Dopo averle lette tutte quelle pagine mi sono chiesta se ci fosse un equivalente nei racconti, o un autore che fosse riuscito a giocare e danzare con il tempo provocando un effetto di un’intensità simile a quello di Mann ma sulla breve distanza. Poi, riflettendoci un po’, l’ho trovato all’estremo opposto. Nelle 2203 battute spazi inclusi de I giorni perduti di Dino Buzzati. Una pagina scarsa in cui l’autore de Il deserto dei tartari mette in scena un giallo in miniatura che si risolve con un clamoroso rovesciamento di colpa grazie a precise ed efficacissime trovate linguistiche. (Se non volete spoiler vi conviene leggerlo prima di proseguire).

Credito: Rob Sheahan su Unsplash

Invece di una dilatazione o di una sospensione, nel racconto di Buzzati abbiamo un movimento che somiglia a un capovolgimento e a una contrazione. In poche righe, quello che sembrava un semplice furto con un chiaro responsabile da additare diventa una rivelazione sul senso di un’intera vita. Il ricco Ernst Kazirra apre le casse che il misterioso ladro gli aveva sottratto e con sorpresa ci trova dentro il suo tempo. Il tempo che proprio lui, ladro di se stesso, aveva scelto di non trascorrere insieme alle persone che gli volevano bene. I giorni perduti cui allude il titolo. Tempo che Buzzati non dice ma mostra, come nella migliore tradizione delle short stories.

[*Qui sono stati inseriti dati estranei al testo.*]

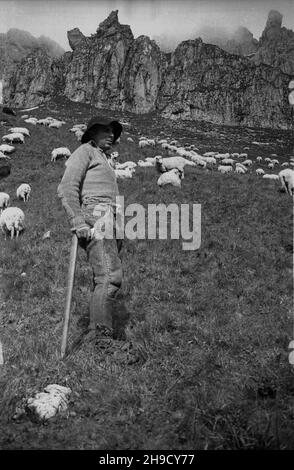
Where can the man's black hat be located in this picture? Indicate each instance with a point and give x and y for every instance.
(95, 121)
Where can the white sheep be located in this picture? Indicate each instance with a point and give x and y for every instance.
(12, 220)
(79, 134)
(124, 173)
(239, 165)
(286, 178)
(55, 124)
(143, 143)
(169, 163)
(247, 162)
(224, 168)
(172, 177)
(210, 160)
(228, 161)
(16, 137)
(5, 148)
(240, 170)
(23, 192)
(31, 121)
(21, 130)
(59, 153)
(4, 201)
(209, 154)
(271, 177)
(259, 171)
(143, 164)
(2, 155)
(129, 164)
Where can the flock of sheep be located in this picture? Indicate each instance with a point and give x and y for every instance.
(170, 167)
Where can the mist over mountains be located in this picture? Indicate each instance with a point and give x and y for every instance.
(16, 44)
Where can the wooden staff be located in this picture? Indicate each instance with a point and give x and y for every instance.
(70, 283)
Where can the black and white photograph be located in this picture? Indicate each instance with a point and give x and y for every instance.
(146, 228)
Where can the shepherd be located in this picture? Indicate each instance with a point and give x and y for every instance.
(88, 192)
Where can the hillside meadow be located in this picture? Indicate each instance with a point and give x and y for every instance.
(211, 327)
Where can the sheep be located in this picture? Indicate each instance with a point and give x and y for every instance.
(271, 177)
(79, 134)
(12, 220)
(31, 121)
(7, 110)
(21, 130)
(166, 164)
(124, 173)
(286, 178)
(143, 164)
(59, 153)
(209, 154)
(23, 192)
(46, 121)
(240, 170)
(2, 155)
(14, 138)
(5, 148)
(239, 165)
(4, 201)
(224, 169)
(143, 143)
(150, 160)
(172, 177)
(247, 162)
(55, 124)
(210, 160)
(5, 169)
(228, 161)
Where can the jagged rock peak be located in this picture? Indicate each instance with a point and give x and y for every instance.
(274, 19)
(76, 38)
(111, 26)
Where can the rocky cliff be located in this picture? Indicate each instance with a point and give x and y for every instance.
(17, 44)
(111, 69)
(276, 45)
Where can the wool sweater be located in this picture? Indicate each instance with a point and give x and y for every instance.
(87, 180)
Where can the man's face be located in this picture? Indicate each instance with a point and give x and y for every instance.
(104, 137)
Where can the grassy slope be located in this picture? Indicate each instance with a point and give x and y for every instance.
(212, 325)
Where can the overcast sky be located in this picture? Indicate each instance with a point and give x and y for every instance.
(178, 18)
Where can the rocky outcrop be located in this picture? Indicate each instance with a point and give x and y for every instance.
(110, 69)
(16, 44)
(242, 43)
(76, 38)
(30, 83)
(276, 45)
(204, 82)
(142, 76)
(94, 75)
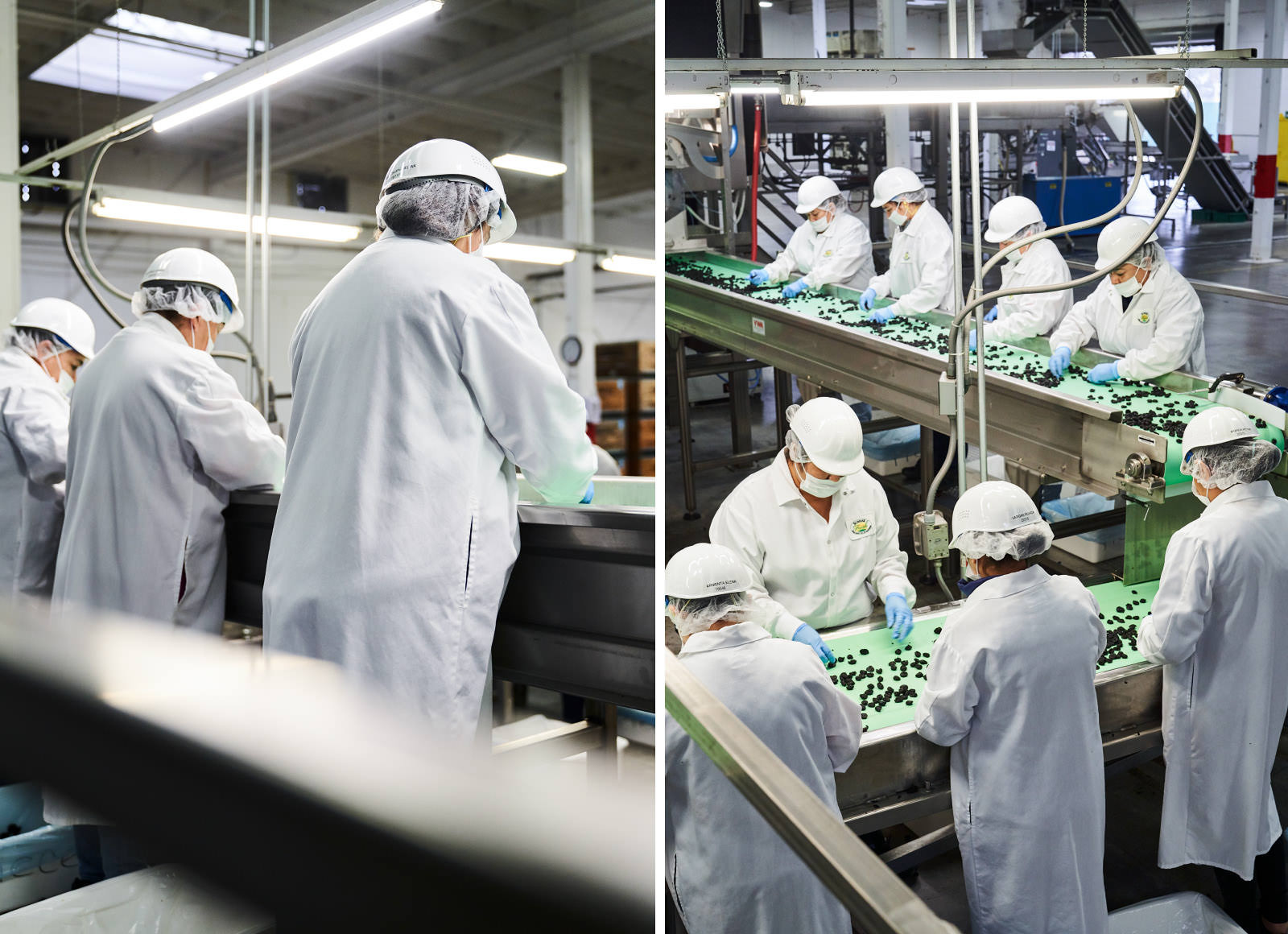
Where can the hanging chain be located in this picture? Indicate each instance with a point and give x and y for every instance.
(720, 51)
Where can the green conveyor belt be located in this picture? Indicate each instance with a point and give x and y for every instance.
(902, 670)
(1144, 405)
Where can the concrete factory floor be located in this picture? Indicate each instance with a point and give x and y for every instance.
(1241, 337)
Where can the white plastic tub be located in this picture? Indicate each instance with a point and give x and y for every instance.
(1185, 912)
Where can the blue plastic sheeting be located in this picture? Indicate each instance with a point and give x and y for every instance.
(893, 444)
(1085, 504)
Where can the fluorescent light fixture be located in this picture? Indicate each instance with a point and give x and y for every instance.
(534, 167)
(691, 102)
(635, 266)
(528, 253)
(208, 219)
(1000, 85)
(268, 71)
(158, 57)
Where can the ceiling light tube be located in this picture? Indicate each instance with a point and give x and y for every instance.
(691, 102)
(534, 167)
(365, 26)
(634, 266)
(530, 253)
(209, 219)
(995, 96)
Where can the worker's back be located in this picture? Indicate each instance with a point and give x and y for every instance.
(728, 870)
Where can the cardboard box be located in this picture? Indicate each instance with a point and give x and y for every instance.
(630, 358)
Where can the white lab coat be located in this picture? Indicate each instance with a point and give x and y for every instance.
(159, 437)
(1030, 316)
(728, 871)
(803, 568)
(921, 266)
(420, 380)
(32, 465)
(1217, 625)
(1159, 332)
(1011, 688)
(839, 255)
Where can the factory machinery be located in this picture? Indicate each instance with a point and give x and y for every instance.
(579, 612)
(1118, 441)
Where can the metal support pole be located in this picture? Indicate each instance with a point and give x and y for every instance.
(976, 225)
(682, 403)
(10, 203)
(1225, 134)
(266, 187)
(956, 200)
(249, 306)
(893, 25)
(1265, 178)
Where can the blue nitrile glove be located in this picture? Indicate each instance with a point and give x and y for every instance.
(1060, 361)
(1103, 373)
(795, 289)
(807, 635)
(898, 616)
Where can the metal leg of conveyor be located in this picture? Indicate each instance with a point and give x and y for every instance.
(740, 411)
(782, 401)
(682, 403)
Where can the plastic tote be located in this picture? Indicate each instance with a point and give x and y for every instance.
(1187, 912)
(164, 899)
(39, 861)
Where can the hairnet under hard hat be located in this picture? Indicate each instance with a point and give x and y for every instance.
(436, 208)
(188, 300)
(1234, 461)
(701, 614)
(1026, 541)
(27, 339)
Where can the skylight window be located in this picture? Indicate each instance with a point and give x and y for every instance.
(158, 57)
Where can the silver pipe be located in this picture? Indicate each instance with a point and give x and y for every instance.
(266, 188)
(249, 308)
(978, 219)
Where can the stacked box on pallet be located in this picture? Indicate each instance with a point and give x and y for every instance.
(628, 395)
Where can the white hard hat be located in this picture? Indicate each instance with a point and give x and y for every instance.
(1216, 427)
(813, 192)
(190, 264)
(64, 319)
(894, 182)
(1009, 217)
(831, 435)
(455, 160)
(705, 570)
(993, 506)
(1117, 236)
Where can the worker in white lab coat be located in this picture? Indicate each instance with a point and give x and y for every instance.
(727, 869)
(422, 380)
(921, 253)
(1017, 317)
(1011, 688)
(1217, 626)
(51, 341)
(817, 532)
(831, 248)
(159, 436)
(1143, 309)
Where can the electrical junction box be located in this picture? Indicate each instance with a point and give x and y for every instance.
(931, 535)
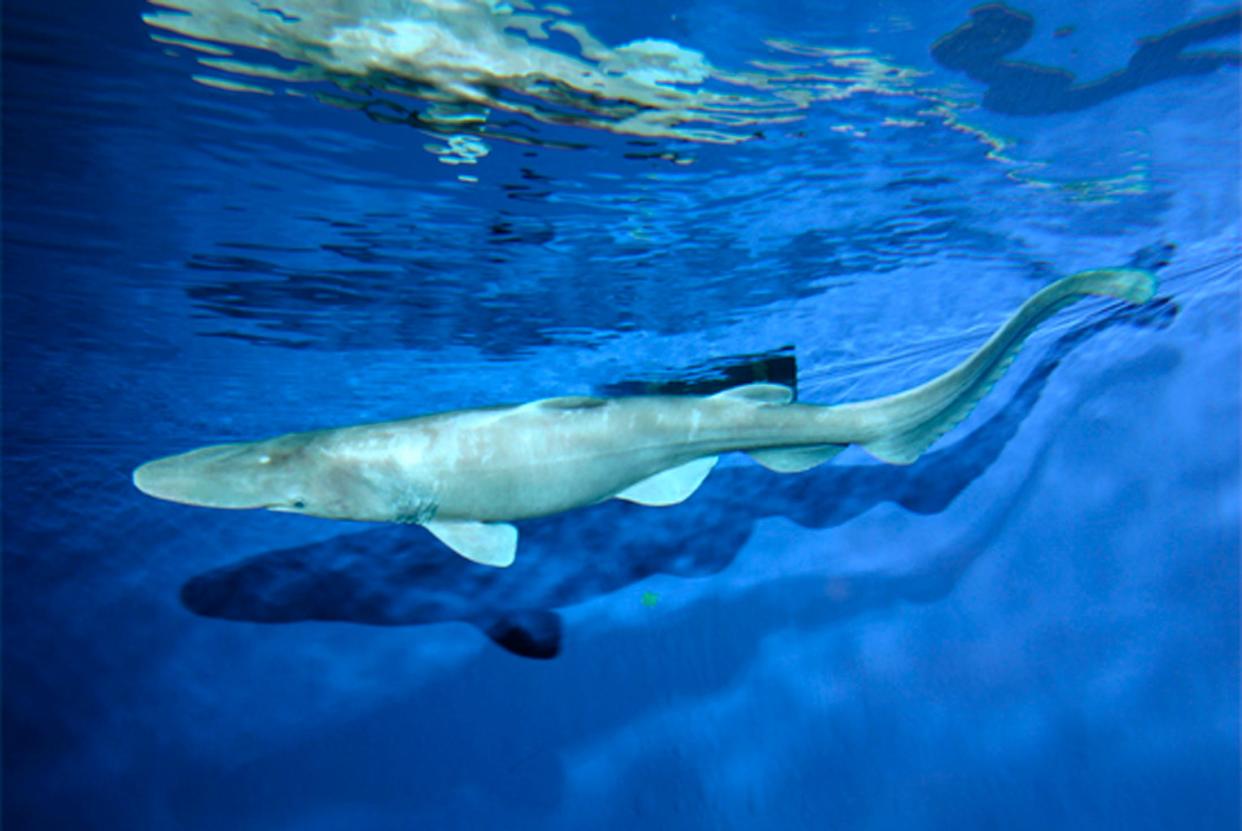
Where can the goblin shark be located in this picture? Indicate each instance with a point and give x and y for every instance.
(467, 475)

È quindi una magia diversa da quella della montagna, che non viene costruita per accumulazione ma per svolte improvvise. Grazie, ad esempio, al cambio lessicale dal femminile delle «casse» al maschile dei «giorni» esattamente a metà racconto, o al cambio di tono dal “tu” iniziale al “lei” finale che segna il capovolgimento di colpa (il ladro apparente e il ladro vero) e a quel «qui» piazzato a una decina di righe dalla fine che crea uno strano senso di vicinanza con il protagonista: «Si sentì prendere da una certa cosa qui, alla bocca dello stomaco».

Buzzati non dice (cioè non spiega) la morale del racconto perché non ne ha bisogno; con grande abilità ce la mette davanti, anzi, ce la fa sentire direttamente alla bocca dello stomaco. Ed ecco che, come accade sulla montagna, anche sulla breve distanza del racconto, il tempo, la cosa che pensavamo di riuscire a misurare con certezza, diventa l’ennesimo mistero umano. Con tante facce quanti sono i modi per riempirlo.

E allora la nostra conclusione potrebbe essere una seconda domanda. Un’altra del tipo “pausa caffè davanti alla macchinetta nel corridoio”: cos’è più magico? Dilatare e accorciare il tempo o capovolgerlo e contrarlo nello spazio di un sogno?

È un gioco nel quale ciascun lettore esprime la propria preferenza. E il bello è proprio questo.